The history of Chinese Australians provides a unique chapter in the history of Australia. The country has a long history of contact with China, some of which may even predate Captain Cook's arrival in the 18th century. Chinese peoples are now considered to be the oldest continuous immigrants to Australia outside of those from Great Britain. However it was during the Australian Gold Rushes that vast numbers of Chinese made their way to Australia. This migration shaped and influenced Australian policy for over a hundred years. Racist fears about Chinese migration was one of the driving factors behind the Australian Federation. Despite these attitudes and restrictions many people with Chinese heritage have left their mark on Australian History.

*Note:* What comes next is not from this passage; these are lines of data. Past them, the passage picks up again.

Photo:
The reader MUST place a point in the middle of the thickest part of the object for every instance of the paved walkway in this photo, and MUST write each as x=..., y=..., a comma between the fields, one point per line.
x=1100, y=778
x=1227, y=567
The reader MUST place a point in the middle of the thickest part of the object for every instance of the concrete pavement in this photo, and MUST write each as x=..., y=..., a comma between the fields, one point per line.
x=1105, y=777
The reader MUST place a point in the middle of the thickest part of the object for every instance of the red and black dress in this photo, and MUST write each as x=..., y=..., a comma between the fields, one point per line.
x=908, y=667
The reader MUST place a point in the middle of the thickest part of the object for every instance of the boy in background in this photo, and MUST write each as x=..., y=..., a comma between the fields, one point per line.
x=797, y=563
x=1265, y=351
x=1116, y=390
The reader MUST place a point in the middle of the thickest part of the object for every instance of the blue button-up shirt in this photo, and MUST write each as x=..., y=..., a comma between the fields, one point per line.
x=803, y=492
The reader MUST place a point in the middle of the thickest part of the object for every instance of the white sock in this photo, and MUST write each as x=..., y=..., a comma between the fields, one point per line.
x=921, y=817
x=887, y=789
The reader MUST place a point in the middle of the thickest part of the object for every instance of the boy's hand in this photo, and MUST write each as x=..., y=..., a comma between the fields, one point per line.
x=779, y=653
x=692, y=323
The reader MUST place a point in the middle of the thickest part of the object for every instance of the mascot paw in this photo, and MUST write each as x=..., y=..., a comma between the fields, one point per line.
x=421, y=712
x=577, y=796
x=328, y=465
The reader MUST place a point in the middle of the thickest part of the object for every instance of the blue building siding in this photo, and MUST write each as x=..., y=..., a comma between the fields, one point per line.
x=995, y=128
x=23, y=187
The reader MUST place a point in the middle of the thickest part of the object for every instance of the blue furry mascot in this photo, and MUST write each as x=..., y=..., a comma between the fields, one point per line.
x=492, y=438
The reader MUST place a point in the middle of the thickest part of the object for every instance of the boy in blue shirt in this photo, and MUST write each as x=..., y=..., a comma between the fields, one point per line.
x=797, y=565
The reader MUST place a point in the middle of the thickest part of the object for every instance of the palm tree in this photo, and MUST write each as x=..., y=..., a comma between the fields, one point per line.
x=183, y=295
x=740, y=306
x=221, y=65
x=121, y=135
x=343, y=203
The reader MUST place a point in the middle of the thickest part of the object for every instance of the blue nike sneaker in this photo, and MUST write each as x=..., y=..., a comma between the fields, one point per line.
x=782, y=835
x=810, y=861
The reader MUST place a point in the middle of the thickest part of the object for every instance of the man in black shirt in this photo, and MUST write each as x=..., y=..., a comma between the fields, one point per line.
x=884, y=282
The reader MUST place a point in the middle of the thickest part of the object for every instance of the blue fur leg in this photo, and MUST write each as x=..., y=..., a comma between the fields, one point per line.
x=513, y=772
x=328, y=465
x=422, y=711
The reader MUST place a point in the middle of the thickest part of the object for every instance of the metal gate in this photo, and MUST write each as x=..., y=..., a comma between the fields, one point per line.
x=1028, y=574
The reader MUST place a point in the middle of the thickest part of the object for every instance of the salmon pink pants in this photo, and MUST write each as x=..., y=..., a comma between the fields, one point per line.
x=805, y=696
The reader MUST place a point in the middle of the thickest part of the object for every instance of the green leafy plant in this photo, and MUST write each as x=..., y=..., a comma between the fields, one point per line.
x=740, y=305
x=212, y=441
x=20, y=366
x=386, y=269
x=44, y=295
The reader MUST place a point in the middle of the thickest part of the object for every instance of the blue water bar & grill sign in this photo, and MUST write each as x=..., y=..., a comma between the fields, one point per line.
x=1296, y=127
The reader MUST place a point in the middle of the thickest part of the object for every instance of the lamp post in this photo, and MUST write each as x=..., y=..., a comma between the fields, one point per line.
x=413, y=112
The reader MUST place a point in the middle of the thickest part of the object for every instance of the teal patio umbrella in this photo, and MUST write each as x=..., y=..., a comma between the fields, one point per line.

==Earliest Chinese contact with Australia: pre-1848==

Some historians have theorised that Northern Indigenous Australians may even have had dealings with Chinese traders or come across Chinese goods particularly through trepanging. Gavin Menzies put forward the idea that Chinese fleets from the Ming dynasty may have found Australia but his views are widely disputed. Sir Joseph Banks was of the opinion that any British colony in Australia could be populated by 'useful inhabitants from China'.〔Eric Rolls (1992). Sojourners: flowers and the wide sea. University of Queensland Press. ISBN 0-7022-2478-2, pg 18〕 The first official undisputed link between China and Australia comes from the very beginning of the colony of New South Wales. The First Fleet ships, Scarborough, Charlotte and Lady Penrhyn, after dropping off their convict load, sailed for Canton to buy tea and other goods to sell on their return to England.〔Eric Rolls (1992). Sojourners: flowers and the wide sea. University of Queensland Press. ISBN 0-7022-2478-2, pg 19〕 The Bigge Report attributed the high level of tea drinking to 'the existence of an intercourse with China from the foundation of the Colony …' Many British East India Company ships used Australia as a port of call on their trips to and from buying tea from China. That the ships carrying such cargo had Chinese crew members is likely and that some of the crew and possibly passengers embarked at the port of Sydney is probable. Certainly by 1818, Mak Sai Ying (also known as John Shying) had arrived and after a period of farming became, in 1829, the publican of ''The Lion'' in Parramatta. John Macarthur, a prominent pastoralist, employed three Chinese people on his properties in the 1820s and records may well have neglected others.〔Eric Rolls (1992). Sojourners: flowers and the wide sea. University of Queensland Press. ISBN 0-7022-2478-2, pg 32〕 Another way ethnic Chinese made it to Australia was from the new British possessions of Malaysia and Singapore.